Simulating maize yield and soil inorganic N dynamics in South Ontario using the DSSAT model

Citation

Yang, J.Y., Yang, X.M., Drury, C.F., Liu, S. 2019. Simulating maize yield and soil inorganic N dynamics in South Ontario using the DSSAT model. Oral presentation In: SSSA International Soils Meeting, Jan. 6-9, 2019, in San Diego, California

Résumé

Nitrogen (N) fertilizer is applied to achieve high maize yield, but excess N can lead to environmental losses, (leaching, denitrification) and insufficient N can result in a reduced yield. The objective of this study was to evaluate the ability of the CSM-CERES-Maize model in the Decision Support Systems for Agro-technology Transfer (DSSAT) v4.7 software to simulate maize (Zea mays L.) grain yield, grain N uptake, soil inorganic N, and soil water storage for five fertilizer N rates (0, 50, 100, 150 and 200 kg N/ha) in Southern Ontario.
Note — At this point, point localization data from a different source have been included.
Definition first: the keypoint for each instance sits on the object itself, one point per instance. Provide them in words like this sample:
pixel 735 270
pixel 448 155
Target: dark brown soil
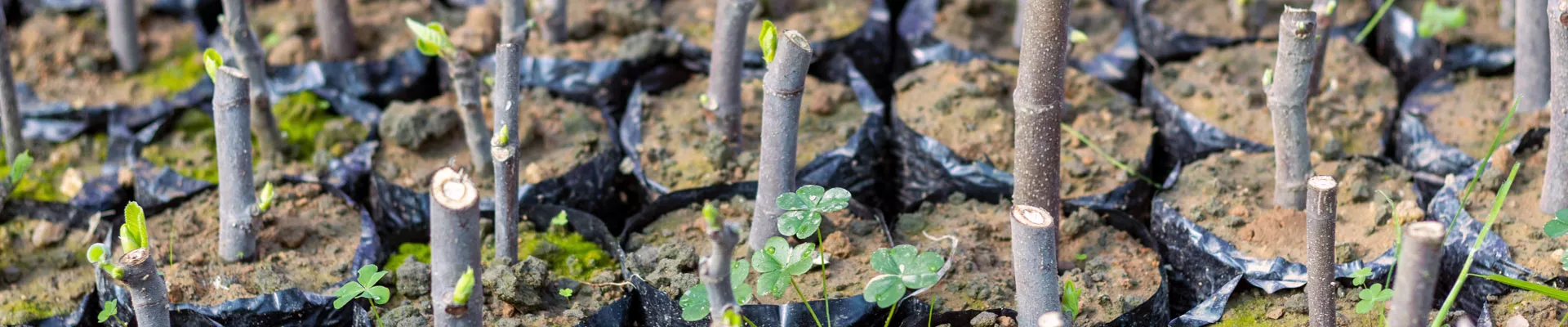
pixel 306 241
pixel 816 20
pixel 969 107
pixel 1225 88
pixel 1249 219
pixel 1470 115
pixel 1117 274
pixel 1213 18
pixel 679 153
pixel 987 25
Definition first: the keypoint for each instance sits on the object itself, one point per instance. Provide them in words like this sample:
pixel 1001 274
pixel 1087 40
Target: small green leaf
pixel 20 168
pixel 768 40
pixel 460 293
pixel 212 60
pixel 693 304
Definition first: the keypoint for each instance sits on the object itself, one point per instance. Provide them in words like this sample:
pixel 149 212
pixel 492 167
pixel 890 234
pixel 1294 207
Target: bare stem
pixel 1321 213
pixel 148 291
pixel 1419 255
pixel 455 245
pixel 1288 105
pixel 336 30
pixel 122 34
pixel 784 83
pixel 724 83
pixel 235 187
pixel 253 61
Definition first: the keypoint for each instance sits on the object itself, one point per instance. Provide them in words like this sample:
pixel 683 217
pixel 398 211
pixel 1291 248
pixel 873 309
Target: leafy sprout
pixel 903 267
pixel 695 304
pixel 778 265
pixel 804 206
pixel 364 286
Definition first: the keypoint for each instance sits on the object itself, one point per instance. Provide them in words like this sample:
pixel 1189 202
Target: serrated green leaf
pixel 693 304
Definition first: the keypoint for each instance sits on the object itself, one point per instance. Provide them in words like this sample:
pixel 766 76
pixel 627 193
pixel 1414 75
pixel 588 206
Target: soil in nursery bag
pixel 678 150
pixel 1114 269
pixel 969 107
pixel 816 20
pixel 424 136
pixel 305 241
pixel 987 27
pixel 1232 195
pixel 1223 87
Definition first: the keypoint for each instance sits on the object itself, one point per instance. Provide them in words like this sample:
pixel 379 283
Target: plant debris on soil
pixel 1223 87
pixel 969 107
pixel 679 151
pixel 1232 195
pixel 305 241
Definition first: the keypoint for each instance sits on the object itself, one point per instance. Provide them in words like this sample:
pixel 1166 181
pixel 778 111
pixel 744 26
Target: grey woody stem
pixel 555 20
pixel 1036 262
pixel 336 30
pixel 253 61
pixel 1321 211
pixel 148 293
pixel 1419 255
pixel 1040 100
pixel 1554 197
pixel 1325 18
pixel 122 34
pixel 715 269
pixel 724 85
pixel 514 22
pixel 235 187
pixel 455 247
pixel 504 98
pixel 1532 65
pixel 10 114
pixel 784 83
pixel 1288 105
pixel 466 83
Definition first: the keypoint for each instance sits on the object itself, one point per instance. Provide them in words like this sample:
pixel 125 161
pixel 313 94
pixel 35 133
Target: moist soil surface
pixel 814 20
pixel 305 241
pixel 1213 18
pixel 679 151
pixel 1223 87
pixel 1116 274
pixel 969 107
pixel 557 136
pixel 1470 115
pixel 987 27
pixel 1232 195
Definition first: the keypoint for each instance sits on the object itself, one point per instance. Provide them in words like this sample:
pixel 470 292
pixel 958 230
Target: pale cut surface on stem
pixel 235 186
pixel 1288 105
pixel 1419 255
pixel 783 87
pixel 1321 213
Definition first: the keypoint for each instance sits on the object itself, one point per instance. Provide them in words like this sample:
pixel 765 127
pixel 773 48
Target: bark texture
pixel 1321 213
pixel 253 61
pixel 455 247
pixel 148 291
pixel 1288 105
pixel 1554 195
pixel 724 85
pixel 122 34
pixel 10 114
pixel 784 83
pixel 504 98
pixel 336 30
pixel 235 187
pixel 466 83
pixel 1532 59
pixel 1419 255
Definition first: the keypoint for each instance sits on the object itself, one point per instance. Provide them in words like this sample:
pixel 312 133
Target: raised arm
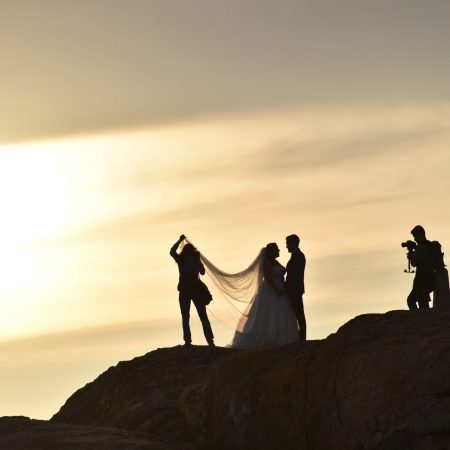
pixel 173 250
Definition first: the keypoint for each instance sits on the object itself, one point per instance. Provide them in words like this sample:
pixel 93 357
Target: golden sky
pixel 123 125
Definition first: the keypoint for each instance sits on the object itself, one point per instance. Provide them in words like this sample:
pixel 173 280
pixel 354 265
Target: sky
pixel 126 124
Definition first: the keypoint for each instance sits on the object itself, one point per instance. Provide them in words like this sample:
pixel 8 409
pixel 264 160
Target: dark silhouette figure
pixel 295 281
pixel 420 258
pixel 190 267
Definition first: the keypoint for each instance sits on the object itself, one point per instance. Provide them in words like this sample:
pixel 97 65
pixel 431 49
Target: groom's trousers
pixel 296 301
pixel 185 306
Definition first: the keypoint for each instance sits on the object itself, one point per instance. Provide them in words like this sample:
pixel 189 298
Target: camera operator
pixel 420 257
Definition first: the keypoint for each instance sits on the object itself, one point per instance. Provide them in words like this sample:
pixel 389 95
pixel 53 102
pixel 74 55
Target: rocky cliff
pixel 381 382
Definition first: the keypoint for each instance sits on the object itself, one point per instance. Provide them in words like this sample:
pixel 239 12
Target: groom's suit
pixel 295 287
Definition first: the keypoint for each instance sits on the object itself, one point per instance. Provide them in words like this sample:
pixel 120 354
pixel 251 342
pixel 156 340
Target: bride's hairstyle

The second objective was to see if this model could simulate maize yield accurately in 5 counties across Southern Ontario. The measured datasets used for model evaluation were obtained from 2010 to 2012. Statistical evaluation showed a “good” agreement between the simulated and measured grain yields (i.e., nRMSE≤15%), a “moderate” agreement for growing season’s biomass and plant N uptake due to the over-estimation by the model in the middle of the growing season, and a “poor” agreement for soil inorganic N in the 30 cm and soil water storage in the 100 cm depth. The model was applied at 5 counties in Southern Ontario to simulate maize yield (2010-2012). A total of 177 field simulations were made based on soil and daily weather datasets. The simulated average maize dry yield at each county matched well with the measured county yields under the normal years of 2011-2012, while it tended to underestimate the yield in two of the counties under a dry year of 2010. We concluded that the CSM-CERES-Maize model could be used to simulate optimal N rates and grain yields for various soils and weather conditions in maize Southern Ontario.